Law against ‘honour killing’: When the enforcers don’t get it, how will the victims?

Report highlights lack of understanding of law among police, judiciary, public.

Sehrish Wasif January 05, 2012


There is a little awareness of the 2004 law on honour killings. People at large either do not know of it, or the specifics of the law. But what is far worse is that this ignorance also exists within the fundamental players  in the judiciary, police, lawyers. This was revealed in a pilot study on “Honour Killings in Pakistan and Compliance of Law”, launched on Wednesday at a local hotel by Aurat Foundation’s Legislative Watch Programme for Women’s Empowerment.

The report says that the police are often unwilling to implement the law due to overwhelming social acceptance of the act and the influence of the power holders. Often they are reluctant to take the case forward, as most cases are settled out of court.

The police often try to bring about this negotiation themselves, as they feel that it is for the benefit of both parties to avoid the hassle of a court case.

Maliha Zia Lari, the author of the report and a practicing lawyer and researcher on human rights, said that the report aims to take a closer look at the actual implementation of the honour killing act; it focuses on not just the numbers of honour killings quoted in media, but also examines the actual effects on the ground.

“Hundreds of women across the county continue to be killed every year, while the murderers go scot free.

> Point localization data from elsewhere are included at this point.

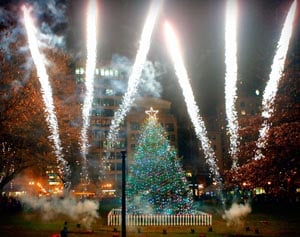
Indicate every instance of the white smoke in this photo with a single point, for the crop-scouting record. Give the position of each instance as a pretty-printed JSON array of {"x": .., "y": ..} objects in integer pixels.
[
  {"x": 236, "y": 213},
  {"x": 84, "y": 212}
]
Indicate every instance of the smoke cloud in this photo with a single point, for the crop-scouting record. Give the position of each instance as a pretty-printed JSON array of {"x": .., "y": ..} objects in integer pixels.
[
  {"x": 84, "y": 212},
  {"x": 149, "y": 81},
  {"x": 236, "y": 213}
]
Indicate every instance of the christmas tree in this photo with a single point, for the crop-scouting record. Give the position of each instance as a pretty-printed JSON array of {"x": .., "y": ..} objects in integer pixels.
[{"x": 156, "y": 182}]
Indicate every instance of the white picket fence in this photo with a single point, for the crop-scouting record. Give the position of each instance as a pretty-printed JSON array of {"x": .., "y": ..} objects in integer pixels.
[{"x": 202, "y": 219}]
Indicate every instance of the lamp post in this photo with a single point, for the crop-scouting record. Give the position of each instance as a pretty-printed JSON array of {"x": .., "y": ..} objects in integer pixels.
[{"x": 123, "y": 214}]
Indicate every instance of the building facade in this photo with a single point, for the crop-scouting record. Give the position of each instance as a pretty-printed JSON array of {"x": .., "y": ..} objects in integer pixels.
[{"x": 110, "y": 85}]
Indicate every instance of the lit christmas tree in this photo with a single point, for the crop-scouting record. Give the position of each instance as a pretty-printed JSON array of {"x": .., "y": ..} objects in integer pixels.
[{"x": 156, "y": 182}]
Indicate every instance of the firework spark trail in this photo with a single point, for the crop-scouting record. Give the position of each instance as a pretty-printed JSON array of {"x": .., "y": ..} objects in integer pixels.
[
  {"x": 89, "y": 80},
  {"x": 46, "y": 94},
  {"x": 134, "y": 77},
  {"x": 174, "y": 51},
  {"x": 274, "y": 78},
  {"x": 231, "y": 77}
]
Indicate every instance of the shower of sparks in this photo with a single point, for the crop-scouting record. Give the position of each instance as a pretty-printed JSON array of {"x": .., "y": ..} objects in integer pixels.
[
  {"x": 91, "y": 45},
  {"x": 231, "y": 77},
  {"x": 274, "y": 78},
  {"x": 47, "y": 95},
  {"x": 180, "y": 70},
  {"x": 134, "y": 77}
]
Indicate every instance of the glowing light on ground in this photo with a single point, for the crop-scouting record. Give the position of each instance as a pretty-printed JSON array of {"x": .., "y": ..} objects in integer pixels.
[
  {"x": 231, "y": 77},
  {"x": 174, "y": 51},
  {"x": 47, "y": 95},
  {"x": 91, "y": 45},
  {"x": 134, "y": 77},
  {"x": 274, "y": 78}
]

With the law in place, cases should have decreased drastically, but the problem continues to exist,” she said.

Lari listed the lack of court data, lack of other consolidated data, categorisation of FIRs, and the reluctance of persons to comment on honour killings, lack of definition of “grave and sudden provocation”, and the fact that abettors are not held liable among the reasons.

She said that according to Aurat Foundation’s statistics, 557 women were killed in the name of ‘honour’ in Pakistan in 2010, whereas 604 were killed in 2009 and 475 were killed in 2008.

The study showed that a lot of cases were highlighted in the media, but were not reported to the police,  with many that were registered not being classified as honour killings.

The language used in the FIRs is not gender sensitive.  She also pointed to the fact that courts usually give decisions against the victim by using the provision of “grave and sudden provocation”.

Another factor hindering the compliance with the law was the fact that most honour crimes are committed by family members. Hence family members are “unwilling” to lose another family member and end up compromising.

Tahira Abdullah said the honour killing law was made with the wrong intentions and urged the tabling of a revised honour killings bill, rectifying errors of omission.

“Honour killing laws and the laws of Qisas and Diyat contradict each other. Therefore, the government should immediately repeal the Qisas and Diyat ordinance along with jirgas and panchayats.  Without this, it will not be able to eliminate violence against women from the country,” she said.

The state must become ‘wali’ on behalf of the victim to register an FIR against the killer, she urged.

Abdullah also pointed out the lack of authentic data on honour killing. While analysing the study, she said that the only thing it lacks is that it did not cover any districts from the Seraiki belt (Southern Punjab), where she believes the practice is most prevalent. She also criticised implementing bodies, saying that almost 77% of honour killings cases involving the murder of a woman end in acquittal of the accused.

Norwegian Ambassador Cecilie Landsverk referred to the increase in honour killings as reported in the pilot study while opining that there is a need to understand when the honour killing phenomenon became ingrained in Pakistani society and if it is actually increasing in modern times.

Published in The Express Tribune, January 5th, 2012.